Genggamannya di jemariku perlahan mengendur.  Hati-hati aku meloloskan diri, bangkit mengambil air hangat dan handuk kecil untuk mengompres keningnya. Hingga setelah salat Subuh, rasa kantuk menyerang, dan aku tak ingat apa-apa lagi.

Suara ketukan di pintu terdengar sangat berisik dan membangunkanku yang rasanya belum lama tertidur. Kepalaku sakit sekali. Mata juga berat, sulit dibuka. Jeritan ponsel  di meja meningkahi gedoran pintu.

"Ya ...! Bentar!" Suara Bian terdengar jengkel.

Aku berusaha membuka mata saat akhirnya pandanganku tertumbuk padanya yang tengah menaruh sesuatu dikeningku.

Aku menegakkan telinga saat mendengar suara nyaring Mami menanyai tentang luka pada wajah Bian di depan pintu.

"Mami nggak percaya kamu jatuh dari motor. Ini pasti karena berantem!"

Lalu bunyi langkah mendekat, membuatku berusaha bangkit dari tidur. Entah kapan Bian memindahkanku ke sofa yang ditidurinya semalam.

"Ra? Baru bangun? Kenapa tidur di sofa?" selidiknya. Matanya yang tajam mengawasiku. "Kamu demam?"

"Semalam kami kehujanan abis pulang jalan-jalan naik motor." Bian buru-buru menjawab. Dia terlihat sudah agak mendingan, walau lebam di wajahnya masih membayang jelas.

"Kenapa naik motor segala, sih?"

"Mobil mogok." Bian duduk di sofa dekat kakiku beselonjor. Dia membaluri tangannya dengan minyak kayu putih, lalu memberi pijatan ringan di telapak kakiku.Tindakan kecil yang tak pernah kusangka, tapi diam-diam aku menikmati rasa hangat perlahan menjalari hati.
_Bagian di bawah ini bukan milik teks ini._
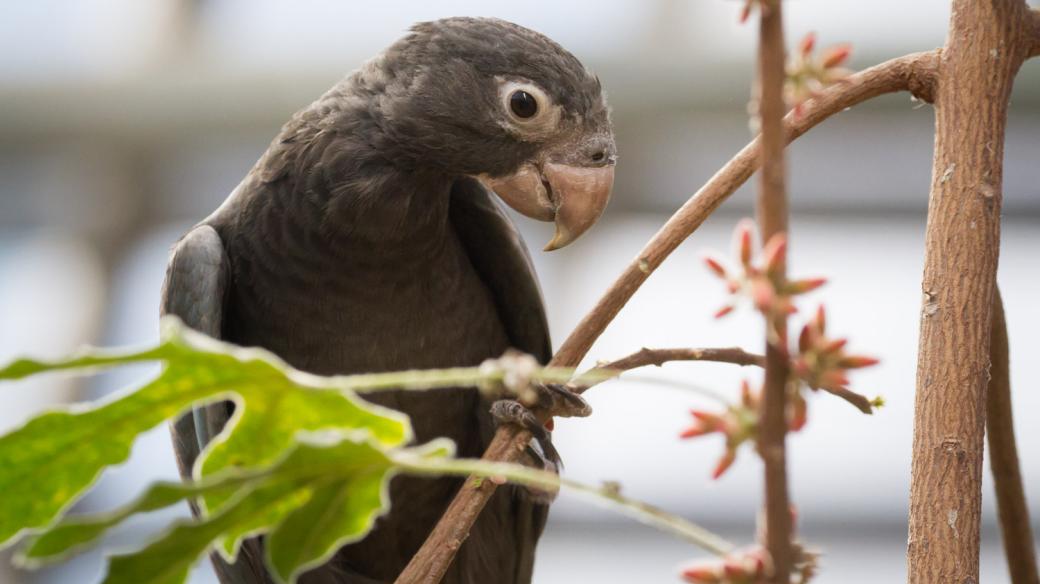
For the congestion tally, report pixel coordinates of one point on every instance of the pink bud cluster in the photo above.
(808, 74)
(748, 566)
(823, 362)
(820, 362)
(738, 424)
(762, 283)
"Nah, apa Mami bilang, mobil tua itu pasti banyak ulah. Tapi tetap aja kamu nggak mau nerima tawaran Bapak buat ganti mobil baru."

"Seenggaknya walau bekas, tapi itu mobil yang kubeli dari uangku sendiri," ucap Bian dingin. Kentara sekali dia berusaha menahan sesuatu.

"Ck, sudahlah. Capek kalau bantahan terus sama kamu."

Mami meraba keningku sekilas dengan wajah prihatin. "Gimana rasa badanmu?"